Question

A 0.150-kg lump of clay is dropped from a height of 1.45 m onto the floor. It sticks to the floor and does not bounce. What is the magnitude of the impulse J imparted to the clay by the floor during the impact?

Answer 1

The magnitude of the impulse imparted to the clay by the floor during the impact is 0 Newton-seconds (N·s).

Step-by-step explanation:

The magnitude of the impulse imparted to the clay by the floor during the impact can be calculated using the principle of conservation of momentum.

Momentum is the product of mass and velocity. Since the clay sticks to the floor, its final velocity is 0 m/s. So, the initial momentum of the clay before the impact is equal to its final momentum after the impact.

Using the equation p = mv, where p is the momentum, m is the mass, and v is the velocity, we can calculate the magnitude of the impulse J imparted to the clay by the floor during the impact.

Initial momentum = Final momentum

0.150 kg * Initial velocity = 0.150 kg * 0 m/s

Initial velocity = 0 m/s

Therefore, the magnitude of the impulse J imparted to the clay by the floor during the impact is 0 Newton-seconds (N·s).

Answer 2

Approximately
`0.800\; {\rm kg\cdot m\cdot s^(-1)}`, assuming that
`g = 9.81\; {\rm m\cdot s^(-2)}`.

Step-by-step explanation:

The clay in this question hits the ground right after a free fall from a given height. Given the mass of the clay and the change in the height during the free fall, the goal is to find the impulse (change in momentum) on the clay upon impact.

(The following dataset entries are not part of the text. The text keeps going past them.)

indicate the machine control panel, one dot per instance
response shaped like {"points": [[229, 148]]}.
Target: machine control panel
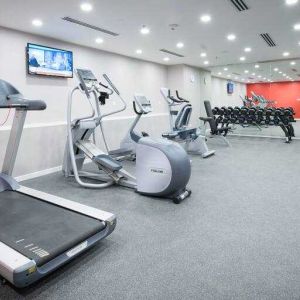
{"points": [[143, 103], [87, 80]]}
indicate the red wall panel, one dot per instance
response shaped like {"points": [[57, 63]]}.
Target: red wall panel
{"points": [[284, 94]]}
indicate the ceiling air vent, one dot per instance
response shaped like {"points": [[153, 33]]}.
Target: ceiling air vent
{"points": [[71, 20], [170, 52], [240, 5], [266, 37]]}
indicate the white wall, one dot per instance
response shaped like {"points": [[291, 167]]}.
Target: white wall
{"points": [[220, 97], [45, 132]]}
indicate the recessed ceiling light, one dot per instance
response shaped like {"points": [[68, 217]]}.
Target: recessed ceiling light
{"points": [[86, 6], [297, 26], [291, 2], [99, 40], [180, 45], [37, 22], [145, 30], [231, 37], [205, 18]]}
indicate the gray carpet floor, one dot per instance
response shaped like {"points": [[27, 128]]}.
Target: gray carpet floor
{"points": [[236, 237]]}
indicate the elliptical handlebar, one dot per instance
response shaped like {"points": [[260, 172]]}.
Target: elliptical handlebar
{"points": [[139, 113], [124, 105], [180, 98], [111, 84]]}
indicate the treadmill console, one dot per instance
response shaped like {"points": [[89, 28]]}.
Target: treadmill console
{"points": [[87, 80], [143, 103]]}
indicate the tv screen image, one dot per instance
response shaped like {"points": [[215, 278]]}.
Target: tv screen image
{"points": [[230, 87], [47, 61]]}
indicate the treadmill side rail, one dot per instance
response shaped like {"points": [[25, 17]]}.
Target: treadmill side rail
{"points": [[11, 260], [74, 206]]}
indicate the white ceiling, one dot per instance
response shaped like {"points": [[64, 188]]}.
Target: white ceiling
{"points": [[127, 17]]}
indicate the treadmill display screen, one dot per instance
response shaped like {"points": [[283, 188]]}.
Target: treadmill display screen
{"points": [[46, 61]]}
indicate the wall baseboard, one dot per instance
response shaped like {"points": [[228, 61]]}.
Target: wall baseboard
{"points": [[44, 172], [38, 174]]}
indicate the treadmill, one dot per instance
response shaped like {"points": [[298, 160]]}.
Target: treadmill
{"points": [[39, 232]]}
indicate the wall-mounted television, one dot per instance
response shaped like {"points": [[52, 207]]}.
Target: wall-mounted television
{"points": [[47, 61], [230, 88]]}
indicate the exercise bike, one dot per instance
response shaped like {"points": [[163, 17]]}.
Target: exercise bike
{"points": [[190, 138]]}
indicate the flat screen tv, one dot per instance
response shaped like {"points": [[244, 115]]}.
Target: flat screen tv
{"points": [[230, 88], [47, 61]]}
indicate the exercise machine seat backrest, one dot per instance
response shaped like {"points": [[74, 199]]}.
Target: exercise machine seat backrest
{"points": [[209, 113], [10, 97], [183, 118]]}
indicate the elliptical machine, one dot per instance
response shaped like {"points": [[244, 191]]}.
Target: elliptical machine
{"points": [[190, 138], [141, 106], [163, 168]]}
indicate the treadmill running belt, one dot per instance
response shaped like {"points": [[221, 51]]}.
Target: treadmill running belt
{"points": [[39, 230]]}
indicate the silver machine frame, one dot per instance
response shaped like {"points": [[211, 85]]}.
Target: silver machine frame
{"points": [[18, 269]]}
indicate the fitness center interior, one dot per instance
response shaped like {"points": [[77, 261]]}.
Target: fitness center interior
{"points": [[149, 149]]}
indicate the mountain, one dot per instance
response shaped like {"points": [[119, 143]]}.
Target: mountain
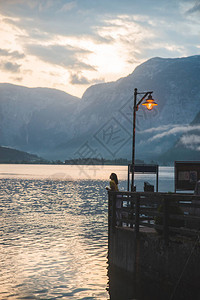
{"points": [[16, 156], [35, 120], [56, 125], [187, 146]]}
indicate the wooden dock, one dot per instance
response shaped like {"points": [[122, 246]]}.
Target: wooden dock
{"points": [[156, 234]]}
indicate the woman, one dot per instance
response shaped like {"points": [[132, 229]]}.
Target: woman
{"points": [[113, 183]]}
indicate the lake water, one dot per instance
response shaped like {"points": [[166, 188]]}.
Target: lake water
{"points": [[53, 234]]}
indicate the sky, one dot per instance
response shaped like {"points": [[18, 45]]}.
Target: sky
{"points": [[71, 45]]}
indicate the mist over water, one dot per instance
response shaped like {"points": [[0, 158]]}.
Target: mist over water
{"points": [[53, 235]]}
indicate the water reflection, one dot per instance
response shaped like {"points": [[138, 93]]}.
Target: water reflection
{"points": [[53, 240], [53, 234]]}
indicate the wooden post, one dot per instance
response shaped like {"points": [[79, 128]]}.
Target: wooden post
{"points": [[113, 212], [166, 221], [137, 216]]}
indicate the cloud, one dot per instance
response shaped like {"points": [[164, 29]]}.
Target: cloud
{"points": [[178, 129], [190, 141], [10, 67], [194, 9], [12, 54], [64, 56], [80, 79], [68, 6]]}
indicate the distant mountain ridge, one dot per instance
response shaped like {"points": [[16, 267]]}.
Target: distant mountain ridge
{"points": [[56, 125], [8, 155]]}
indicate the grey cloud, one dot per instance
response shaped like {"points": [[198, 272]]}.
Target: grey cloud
{"points": [[194, 9], [175, 130], [79, 79], [10, 67], [190, 141], [64, 56], [13, 54]]}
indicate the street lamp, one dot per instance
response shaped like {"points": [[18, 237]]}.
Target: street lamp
{"points": [[149, 103]]}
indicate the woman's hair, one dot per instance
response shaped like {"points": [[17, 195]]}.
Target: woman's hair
{"points": [[113, 176]]}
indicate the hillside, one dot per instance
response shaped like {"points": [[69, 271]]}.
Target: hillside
{"points": [[56, 125]]}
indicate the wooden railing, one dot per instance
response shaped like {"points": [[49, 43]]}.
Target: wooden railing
{"points": [[167, 213]]}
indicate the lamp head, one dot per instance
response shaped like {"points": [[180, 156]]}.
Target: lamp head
{"points": [[150, 102]]}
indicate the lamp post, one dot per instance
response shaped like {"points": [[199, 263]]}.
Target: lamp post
{"points": [[149, 103]]}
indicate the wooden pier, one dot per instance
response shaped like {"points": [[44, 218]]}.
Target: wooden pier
{"points": [[156, 235]]}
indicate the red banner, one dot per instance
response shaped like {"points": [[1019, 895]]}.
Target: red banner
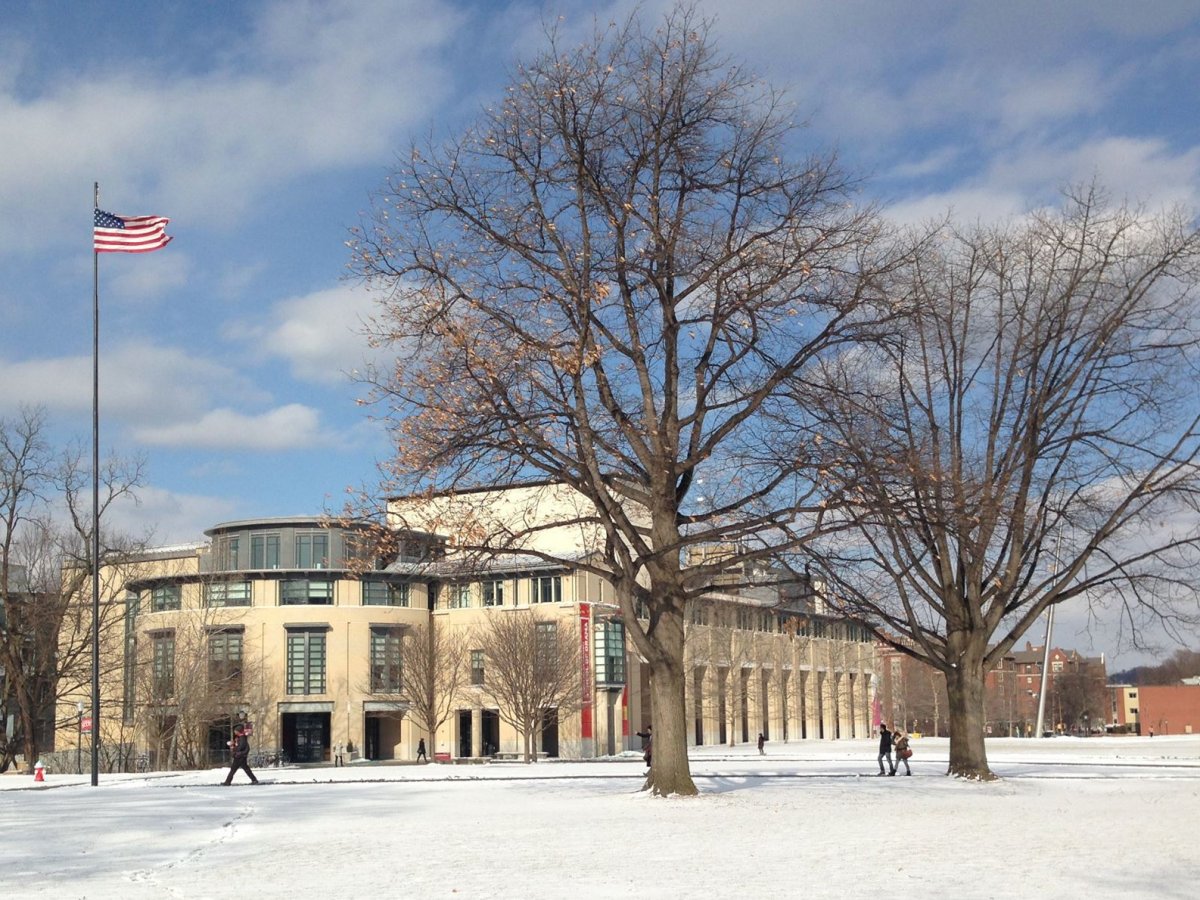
{"points": [[586, 669]]}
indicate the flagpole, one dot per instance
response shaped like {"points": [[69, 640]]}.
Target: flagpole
{"points": [[95, 502]]}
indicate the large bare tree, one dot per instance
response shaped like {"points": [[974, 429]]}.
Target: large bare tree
{"points": [[609, 282], [46, 537], [1027, 438], [532, 670], [435, 660]]}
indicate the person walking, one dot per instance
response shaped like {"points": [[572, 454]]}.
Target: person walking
{"points": [[903, 751], [647, 744], [886, 750], [239, 750]]}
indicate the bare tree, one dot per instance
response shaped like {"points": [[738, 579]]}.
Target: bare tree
{"points": [[1029, 437], [607, 282], [189, 677], [532, 667], [46, 533], [435, 661]]}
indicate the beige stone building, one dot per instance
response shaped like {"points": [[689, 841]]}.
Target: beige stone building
{"points": [[287, 624]]}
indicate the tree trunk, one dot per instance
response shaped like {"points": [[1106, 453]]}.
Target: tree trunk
{"points": [[964, 688], [670, 773]]}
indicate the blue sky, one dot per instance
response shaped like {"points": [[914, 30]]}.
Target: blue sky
{"points": [[263, 127]]}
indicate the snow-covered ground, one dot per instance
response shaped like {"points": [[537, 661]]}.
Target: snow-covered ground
{"points": [[1098, 817]]}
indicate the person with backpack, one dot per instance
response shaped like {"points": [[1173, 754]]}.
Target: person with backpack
{"points": [[886, 750], [239, 749], [903, 751]]}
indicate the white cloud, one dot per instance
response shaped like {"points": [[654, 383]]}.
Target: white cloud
{"points": [[166, 517], [319, 334], [1138, 171], [289, 427], [139, 384], [311, 87]]}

The impulse when the clay lands can be found in the following steps:

• Find the velocity of the clay right before landing using the SUVAT equations.
• Find the change in the velocity of the clay upon impact, and hence find the impulse on the clay.

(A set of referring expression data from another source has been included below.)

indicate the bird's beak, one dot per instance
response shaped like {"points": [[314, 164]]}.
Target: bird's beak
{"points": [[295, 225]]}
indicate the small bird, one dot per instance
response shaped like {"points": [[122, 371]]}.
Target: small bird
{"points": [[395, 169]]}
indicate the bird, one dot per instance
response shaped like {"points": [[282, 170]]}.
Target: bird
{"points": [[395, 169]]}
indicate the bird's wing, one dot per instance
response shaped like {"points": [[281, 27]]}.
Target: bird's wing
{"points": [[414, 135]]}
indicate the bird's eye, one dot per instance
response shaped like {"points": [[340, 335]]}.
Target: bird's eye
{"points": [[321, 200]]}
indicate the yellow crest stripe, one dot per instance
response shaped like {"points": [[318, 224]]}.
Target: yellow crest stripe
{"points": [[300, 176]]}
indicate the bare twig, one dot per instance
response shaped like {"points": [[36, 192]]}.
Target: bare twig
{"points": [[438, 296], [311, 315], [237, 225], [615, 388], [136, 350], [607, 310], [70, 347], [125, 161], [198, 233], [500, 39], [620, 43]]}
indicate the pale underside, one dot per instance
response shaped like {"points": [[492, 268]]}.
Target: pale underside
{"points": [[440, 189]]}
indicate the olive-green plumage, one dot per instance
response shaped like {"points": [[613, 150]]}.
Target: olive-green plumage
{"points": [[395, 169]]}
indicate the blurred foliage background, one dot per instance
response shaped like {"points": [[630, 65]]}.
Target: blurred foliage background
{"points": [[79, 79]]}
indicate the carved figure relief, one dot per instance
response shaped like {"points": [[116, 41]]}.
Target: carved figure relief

Assuming that the air resistance on the clay is negligible. The acceleration of the clay would be constantly
`a = (-g) = (-9.81)\; {\rm m\cdot s^(-2)}` during the drop. The velocity of the clay right before landing can be found with the following equation:

`v^(2) - u^(2) = 2\, a\, x`, where:

• 
  `u` is the initial velocity,
• 
  `v` is the velocity right before landing,
• 
  `a` is the acceleration during the drop, and
• 
  `x` is the change in position during the drop.

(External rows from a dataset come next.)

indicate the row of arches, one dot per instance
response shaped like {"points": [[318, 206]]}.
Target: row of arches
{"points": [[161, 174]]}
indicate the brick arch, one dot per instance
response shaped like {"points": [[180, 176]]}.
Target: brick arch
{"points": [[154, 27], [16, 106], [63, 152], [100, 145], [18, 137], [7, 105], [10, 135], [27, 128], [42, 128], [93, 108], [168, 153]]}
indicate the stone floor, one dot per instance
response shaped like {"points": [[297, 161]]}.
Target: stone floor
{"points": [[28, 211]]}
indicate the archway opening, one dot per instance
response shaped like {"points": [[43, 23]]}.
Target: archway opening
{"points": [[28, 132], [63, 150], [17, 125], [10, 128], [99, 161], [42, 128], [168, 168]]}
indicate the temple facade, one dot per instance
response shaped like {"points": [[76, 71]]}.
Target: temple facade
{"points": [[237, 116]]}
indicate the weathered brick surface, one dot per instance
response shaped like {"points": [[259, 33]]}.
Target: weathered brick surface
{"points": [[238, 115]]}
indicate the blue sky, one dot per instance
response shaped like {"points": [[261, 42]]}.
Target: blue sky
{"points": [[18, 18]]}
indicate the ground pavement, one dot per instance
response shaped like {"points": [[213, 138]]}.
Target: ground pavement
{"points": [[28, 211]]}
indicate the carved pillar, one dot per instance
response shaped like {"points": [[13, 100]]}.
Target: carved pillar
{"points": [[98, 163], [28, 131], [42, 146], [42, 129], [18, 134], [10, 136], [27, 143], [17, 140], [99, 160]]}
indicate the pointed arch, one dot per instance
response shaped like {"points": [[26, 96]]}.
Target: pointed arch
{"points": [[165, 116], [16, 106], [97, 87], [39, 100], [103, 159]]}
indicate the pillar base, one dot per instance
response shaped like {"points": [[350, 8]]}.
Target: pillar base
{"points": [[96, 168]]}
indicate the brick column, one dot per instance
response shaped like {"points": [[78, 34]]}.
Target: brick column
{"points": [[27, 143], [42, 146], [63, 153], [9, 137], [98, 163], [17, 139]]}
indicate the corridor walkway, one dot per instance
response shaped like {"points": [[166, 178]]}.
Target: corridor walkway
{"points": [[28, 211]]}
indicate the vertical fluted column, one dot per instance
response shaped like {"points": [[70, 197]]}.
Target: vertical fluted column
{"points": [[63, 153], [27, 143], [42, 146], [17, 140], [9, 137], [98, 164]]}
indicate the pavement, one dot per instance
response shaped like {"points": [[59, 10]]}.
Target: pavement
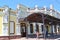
{"points": [[28, 39], [34, 39]]}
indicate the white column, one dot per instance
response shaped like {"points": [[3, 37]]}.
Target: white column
{"points": [[28, 28], [18, 30], [34, 28]]}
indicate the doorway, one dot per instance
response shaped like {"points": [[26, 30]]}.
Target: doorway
{"points": [[23, 29]]}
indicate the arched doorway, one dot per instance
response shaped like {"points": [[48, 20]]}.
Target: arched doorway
{"points": [[23, 29]]}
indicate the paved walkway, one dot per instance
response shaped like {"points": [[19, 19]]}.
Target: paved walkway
{"points": [[29, 39], [32, 39]]}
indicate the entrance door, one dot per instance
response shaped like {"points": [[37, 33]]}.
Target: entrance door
{"points": [[23, 29]]}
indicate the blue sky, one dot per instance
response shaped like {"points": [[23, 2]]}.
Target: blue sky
{"points": [[31, 3]]}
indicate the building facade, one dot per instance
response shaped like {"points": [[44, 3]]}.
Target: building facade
{"points": [[27, 22]]}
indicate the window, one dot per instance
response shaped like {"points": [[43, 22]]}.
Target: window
{"points": [[31, 28], [42, 28], [12, 27], [5, 19], [37, 28]]}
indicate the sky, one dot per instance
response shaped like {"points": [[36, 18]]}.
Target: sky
{"points": [[31, 3]]}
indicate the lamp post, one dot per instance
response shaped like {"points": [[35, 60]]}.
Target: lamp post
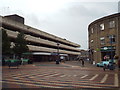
{"points": [[57, 61]]}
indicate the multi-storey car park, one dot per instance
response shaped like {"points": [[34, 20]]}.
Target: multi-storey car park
{"points": [[104, 38], [43, 46]]}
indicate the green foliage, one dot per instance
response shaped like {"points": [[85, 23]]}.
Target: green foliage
{"points": [[20, 44], [5, 43]]}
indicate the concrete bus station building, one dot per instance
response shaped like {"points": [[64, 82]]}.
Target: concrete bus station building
{"points": [[104, 38], [42, 45]]}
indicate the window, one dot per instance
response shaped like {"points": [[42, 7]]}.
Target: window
{"points": [[102, 39], [112, 38], [111, 24], [102, 26], [92, 30], [91, 41]]}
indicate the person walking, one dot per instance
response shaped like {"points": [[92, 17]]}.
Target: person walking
{"points": [[82, 62]]}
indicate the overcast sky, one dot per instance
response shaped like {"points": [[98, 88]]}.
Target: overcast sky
{"points": [[67, 19]]}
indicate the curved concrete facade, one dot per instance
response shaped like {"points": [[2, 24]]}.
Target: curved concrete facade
{"points": [[104, 37], [38, 41]]}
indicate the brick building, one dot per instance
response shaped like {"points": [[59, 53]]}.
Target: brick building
{"points": [[42, 45], [104, 37]]}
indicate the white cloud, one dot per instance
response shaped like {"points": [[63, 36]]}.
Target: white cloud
{"points": [[65, 18]]}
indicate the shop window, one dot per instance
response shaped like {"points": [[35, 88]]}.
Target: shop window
{"points": [[92, 30], [91, 41], [111, 24], [102, 26], [102, 39], [112, 38]]}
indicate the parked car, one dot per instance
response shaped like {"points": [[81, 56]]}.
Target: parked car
{"points": [[102, 63]]}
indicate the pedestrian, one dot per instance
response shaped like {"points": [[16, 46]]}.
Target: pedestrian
{"points": [[82, 62], [119, 64]]}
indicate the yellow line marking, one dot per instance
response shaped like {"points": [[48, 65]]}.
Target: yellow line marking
{"points": [[52, 75], [84, 76], [104, 78], [116, 80], [63, 76], [95, 76]]}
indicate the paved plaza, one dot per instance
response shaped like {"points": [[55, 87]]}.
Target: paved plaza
{"points": [[68, 75]]}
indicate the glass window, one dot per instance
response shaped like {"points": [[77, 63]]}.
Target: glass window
{"points": [[112, 24], [92, 30], [102, 39], [112, 38], [91, 41], [102, 26]]}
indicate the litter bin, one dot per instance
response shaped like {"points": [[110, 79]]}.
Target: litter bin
{"points": [[57, 61]]}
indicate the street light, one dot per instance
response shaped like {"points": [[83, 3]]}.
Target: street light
{"points": [[57, 61]]}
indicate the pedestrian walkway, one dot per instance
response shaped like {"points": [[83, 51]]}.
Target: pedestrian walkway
{"points": [[35, 76]]}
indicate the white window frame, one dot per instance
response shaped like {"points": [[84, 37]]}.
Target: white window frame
{"points": [[112, 24], [102, 26], [102, 39], [92, 30]]}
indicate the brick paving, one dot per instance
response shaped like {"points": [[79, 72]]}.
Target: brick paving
{"points": [[68, 75]]}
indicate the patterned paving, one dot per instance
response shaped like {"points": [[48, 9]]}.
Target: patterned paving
{"points": [[62, 78]]}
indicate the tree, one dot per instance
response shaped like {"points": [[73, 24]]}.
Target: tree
{"points": [[5, 43], [20, 45]]}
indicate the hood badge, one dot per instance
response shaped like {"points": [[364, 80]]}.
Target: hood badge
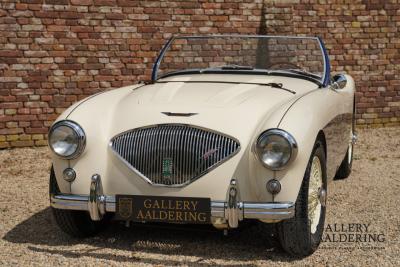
{"points": [[178, 114]]}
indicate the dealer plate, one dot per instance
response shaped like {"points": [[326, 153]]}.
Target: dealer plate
{"points": [[163, 209]]}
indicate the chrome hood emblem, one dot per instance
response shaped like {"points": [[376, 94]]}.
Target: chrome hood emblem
{"points": [[178, 114]]}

The change in the position of the clay would be
`x = (-1.45)\; {\rm m}` (negative because the position of the clay would be below where it was dropped.) The question implies that the clay was initially stationary at the beginning of the drop, such that
`u = 0\; {\rm m\cdot s^(-1)}`. Rearrange this equation to find
`\|v\|`, the magnitude of the velocity right before landing:

`\begin{aligned}\|v\| &= \sqrt{u^(2) - 2\, a\, x} \\ &= √((0) - 2\, (-9.81)\, (-1.45))\; {\rm m\cdot s^(-1)} \\ &\approx 5.3338\; {\rm m\cdot s^(-1)}\end{aligned}`.

The value of
`v` should be negative since the clay would be travelling downward towards the ground. Therefore:

`v \approx (-5.3338)\; {\rm m\cdot s^(-1)}`.

The impulse
`J` on an object is equal to the product of mass
`m` and the change in velocity
`\Delta v`:

`J = m\, \Delta v`.

Since the clay did not bounce, the velocity of the clay would be
`0\; {\rm m\cdot s^(-1)}` after the impact. The change in the velocity of the clay would be:

`\begin{aligned}\Delta v &= (\text{final velocity}) - (\text{initial velocity}) \\ &= (0\; {\rm m\cdot s^(-1)}) - (-5.3338\; {\rm m\cdot s^(-1)}) \\ &= 5.3338\; {\rm m\cdot s^(-1)}\end{aligned}`.

Given that
`m = 0.150\; {\rm kg}`, the impulse on the clay would be:

`\begin{aligned} J &= m\, \Delta v \\ &= (0.150\; {\rm kg}) \, (5.3338\; {\rm m\cdot s^(-1)}) \\ &\approx 0.800\; {\rm kg\cdot m\cdot s^(-1)}\end{aligned}`.